Find the derivative of the following functions (it is to be understood that a, b, c, d, p, q, r and s are fixed non-zero constants and m and n are integers) :
`(px+q)(r/x+s)`

To find the derivative of the function \( f(x) = (px + q)\left(\frac{r}{x} + s\right) \), we will use the product rule of differentiation.

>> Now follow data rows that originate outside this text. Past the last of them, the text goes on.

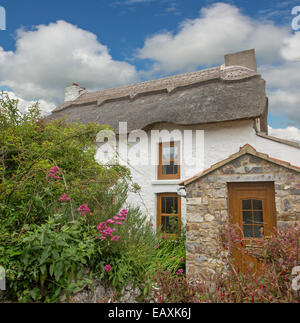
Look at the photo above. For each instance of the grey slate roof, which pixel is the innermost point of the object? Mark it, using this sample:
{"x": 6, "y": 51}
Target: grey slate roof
{"x": 207, "y": 96}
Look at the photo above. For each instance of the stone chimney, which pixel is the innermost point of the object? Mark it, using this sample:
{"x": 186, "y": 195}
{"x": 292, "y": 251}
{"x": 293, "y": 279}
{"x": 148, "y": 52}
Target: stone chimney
{"x": 245, "y": 58}
{"x": 73, "y": 92}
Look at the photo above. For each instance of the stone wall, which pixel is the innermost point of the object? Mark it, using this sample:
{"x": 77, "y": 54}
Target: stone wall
{"x": 207, "y": 206}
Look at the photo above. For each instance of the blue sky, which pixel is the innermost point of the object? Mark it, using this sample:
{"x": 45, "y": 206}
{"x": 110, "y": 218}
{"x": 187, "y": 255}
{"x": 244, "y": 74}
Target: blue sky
{"x": 105, "y": 43}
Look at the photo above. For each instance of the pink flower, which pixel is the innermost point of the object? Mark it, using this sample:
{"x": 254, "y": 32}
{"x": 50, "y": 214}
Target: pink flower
{"x": 180, "y": 272}
{"x": 83, "y": 210}
{"x": 54, "y": 172}
{"x": 107, "y": 268}
{"x": 124, "y": 213}
{"x": 101, "y": 226}
{"x": 64, "y": 198}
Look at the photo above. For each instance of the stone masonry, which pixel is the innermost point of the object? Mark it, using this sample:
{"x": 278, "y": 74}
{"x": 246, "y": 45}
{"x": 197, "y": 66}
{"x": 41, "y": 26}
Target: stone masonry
{"x": 207, "y": 206}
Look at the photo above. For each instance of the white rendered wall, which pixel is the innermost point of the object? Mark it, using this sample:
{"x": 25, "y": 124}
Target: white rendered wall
{"x": 220, "y": 141}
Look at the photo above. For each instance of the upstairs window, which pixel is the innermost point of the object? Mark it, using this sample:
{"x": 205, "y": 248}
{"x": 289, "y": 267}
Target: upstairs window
{"x": 169, "y": 160}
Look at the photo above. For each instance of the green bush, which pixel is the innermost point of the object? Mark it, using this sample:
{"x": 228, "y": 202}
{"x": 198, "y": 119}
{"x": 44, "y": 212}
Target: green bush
{"x": 51, "y": 258}
{"x": 46, "y": 246}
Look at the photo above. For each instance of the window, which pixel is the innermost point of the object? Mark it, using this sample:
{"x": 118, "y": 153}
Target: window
{"x": 253, "y": 224}
{"x": 169, "y": 214}
{"x": 169, "y": 161}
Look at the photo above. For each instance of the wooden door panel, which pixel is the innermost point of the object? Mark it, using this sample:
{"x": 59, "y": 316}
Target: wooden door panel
{"x": 252, "y": 208}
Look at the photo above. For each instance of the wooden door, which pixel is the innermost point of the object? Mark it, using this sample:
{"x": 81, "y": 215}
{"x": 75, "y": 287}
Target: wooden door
{"x": 252, "y": 208}
{"x": 169, "y": 214}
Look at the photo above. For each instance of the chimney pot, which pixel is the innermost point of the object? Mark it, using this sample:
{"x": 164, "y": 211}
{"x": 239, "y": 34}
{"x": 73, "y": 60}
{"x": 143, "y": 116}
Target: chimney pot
{"x": 245, "y": 58}
{"x": 73, "y": 92}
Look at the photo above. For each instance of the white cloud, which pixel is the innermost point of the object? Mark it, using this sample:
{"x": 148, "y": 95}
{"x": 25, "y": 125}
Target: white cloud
{"x": 220, "y": 29}
{"x": 289, "y": 133}
{"x": 51, "y": 57}
{"x": 291, "y": 49}
{"x": 283, "y": 84}
{"x": 23, "y": 105}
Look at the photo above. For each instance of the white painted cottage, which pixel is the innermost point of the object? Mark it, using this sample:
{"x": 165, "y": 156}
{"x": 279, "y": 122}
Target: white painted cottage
{"x": 176, "y": 127}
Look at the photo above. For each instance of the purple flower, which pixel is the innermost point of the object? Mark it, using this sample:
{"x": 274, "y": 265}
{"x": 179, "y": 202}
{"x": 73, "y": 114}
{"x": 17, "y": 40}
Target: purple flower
{"x": 107, "y": 268}
{"x": 64, "y": 198}
{"x": 180, "y": 272}
{"x": 83, "y": 210}
{"x": 54, "y": 172}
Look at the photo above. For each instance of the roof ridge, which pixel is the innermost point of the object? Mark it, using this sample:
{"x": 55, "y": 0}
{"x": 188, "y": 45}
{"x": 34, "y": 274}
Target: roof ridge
{"x": 168, "y": 83}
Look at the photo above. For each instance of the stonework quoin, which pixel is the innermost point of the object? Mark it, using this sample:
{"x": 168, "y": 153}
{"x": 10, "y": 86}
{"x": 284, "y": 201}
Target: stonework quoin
{"x": 207, "y": 206}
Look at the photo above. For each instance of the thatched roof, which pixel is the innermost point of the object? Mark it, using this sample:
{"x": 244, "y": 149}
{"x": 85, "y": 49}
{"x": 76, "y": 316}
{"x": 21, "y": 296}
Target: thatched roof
{"x": 207, "y": 96}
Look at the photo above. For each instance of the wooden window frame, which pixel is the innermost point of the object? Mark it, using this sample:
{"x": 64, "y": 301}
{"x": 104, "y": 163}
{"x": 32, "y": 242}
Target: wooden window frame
{"x": 269, "y": 208}
{"x": 160, "y": 214}
{"x": 162, "y": 176}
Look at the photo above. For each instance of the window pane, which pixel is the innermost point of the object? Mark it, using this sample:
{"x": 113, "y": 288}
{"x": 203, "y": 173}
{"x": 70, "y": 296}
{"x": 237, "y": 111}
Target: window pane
{"x": 257, "y": 204}
{"x": 247, "y": 217}
{"x": 258, "y": 231}
{"x": 258, "y": 217}
{"x": 171, "y": 205}
{"x": 247, "y": 205}
{"x": 169, "y": 168}
{"x": 248, "y": 233}
{"x": 166, "y": 152}
{"x": 169, "y": 224}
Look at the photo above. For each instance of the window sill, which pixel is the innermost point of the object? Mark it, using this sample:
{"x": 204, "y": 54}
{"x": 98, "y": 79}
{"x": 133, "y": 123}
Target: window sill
{"x": 166, "y": 182}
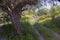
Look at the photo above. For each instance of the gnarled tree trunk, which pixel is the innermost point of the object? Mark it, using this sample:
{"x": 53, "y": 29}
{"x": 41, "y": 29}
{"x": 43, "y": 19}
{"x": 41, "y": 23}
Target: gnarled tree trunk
{"x": 15, "y": 18}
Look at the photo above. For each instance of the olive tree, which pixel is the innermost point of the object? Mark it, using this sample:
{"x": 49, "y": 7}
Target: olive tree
{"x": 14, "y": 9}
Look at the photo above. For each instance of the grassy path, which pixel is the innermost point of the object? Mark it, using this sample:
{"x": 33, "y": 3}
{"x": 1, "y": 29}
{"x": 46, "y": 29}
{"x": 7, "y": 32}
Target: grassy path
{"x": 54, "y": 33}
{"x": 38, "y": 33}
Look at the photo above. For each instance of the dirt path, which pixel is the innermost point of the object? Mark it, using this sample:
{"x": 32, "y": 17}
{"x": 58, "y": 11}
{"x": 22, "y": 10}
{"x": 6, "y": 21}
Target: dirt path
{"x": 54, "y": 33}
{"x": 38, "y": 33}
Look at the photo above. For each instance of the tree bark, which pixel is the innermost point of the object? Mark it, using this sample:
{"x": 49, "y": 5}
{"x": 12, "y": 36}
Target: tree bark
{"x": 15, "y": 18}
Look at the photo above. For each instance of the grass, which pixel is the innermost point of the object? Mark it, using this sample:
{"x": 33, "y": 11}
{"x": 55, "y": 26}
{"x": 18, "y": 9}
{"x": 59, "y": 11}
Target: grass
{"x": 53, "y": 25}
{"x": 10, "y": 33}
{"x": 45, "y": 32}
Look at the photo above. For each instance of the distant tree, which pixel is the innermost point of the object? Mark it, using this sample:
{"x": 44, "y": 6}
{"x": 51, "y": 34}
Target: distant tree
{"x": 14, "y": 9}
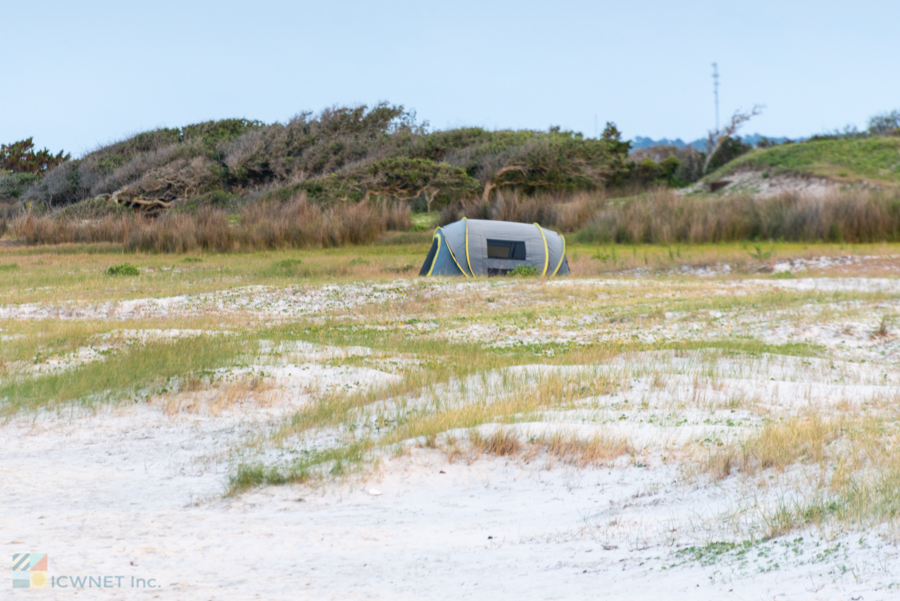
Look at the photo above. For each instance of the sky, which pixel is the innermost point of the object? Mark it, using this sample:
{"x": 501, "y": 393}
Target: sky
{"x": 87, "y": 73}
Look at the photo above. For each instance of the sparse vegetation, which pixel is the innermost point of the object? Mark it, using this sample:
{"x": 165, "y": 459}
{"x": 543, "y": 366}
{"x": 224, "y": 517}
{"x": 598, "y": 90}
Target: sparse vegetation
{"x": 126, "y": 269}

The product rule states that if you have two functions \( u(x) \) and \( v(x) \), then the derivative of their product is given by: \[ (uv)' = u'v + uv' \] ### Step-by-Step Solution: 1. **Identify the functions**: Let \( u = px + q \) and \( v = \frac{r}{x} + s \). 2. **Differentiate \( u \)**: \[ u' = \frac{d}{dx}(px + q) = p \] (Since \( p \) is a constant and the derivative of \( q \) is 0). 3. **Differentiate \( v \)**: To differentiate \( v = \frac{r}{x} + s \), we can rewrite \( \frac{r}{x} \) as \( r \cdot x^{-1} \): \[ v' = \frac{d}{dx}\left(\frac{r}{x}\right) + \frac{d}{dx}(s) = -\frac{r}{x^2} + 0 = -\frac{r}{x^2} \] (The derivative of \( s \) is 0 since it is a constant). 4. **Apply the product rule**: Now, we apply the product rule: \[ f'(x) = u'v + uv' \] Substituting the values we found: \[ f'(x) = p\left(\frac{r}{x} + s\right) + (px + q)\left(-\frac{r}{x^2}\right) \] 5. **Simplify the expression**: Expanding the terms: \[ f'(x) = p\left(\frac{r}{x}\right) + ps - \left(px + q\right)\left(\frac{r}{x^2}\right) \] \[ = \frac{pr}{x} + ps - \frac{pr}{x} - \frac{qr}{x^2} \] Notice that the \( \frac{pr}{x} \) terms cancel out: \[ f'(x) = ps - \frac{qr}{x^2} \] ### Final Answer: Thus, the derivative of the function is: \[ f'(x) = ps - \frac{qr}{x^2} \]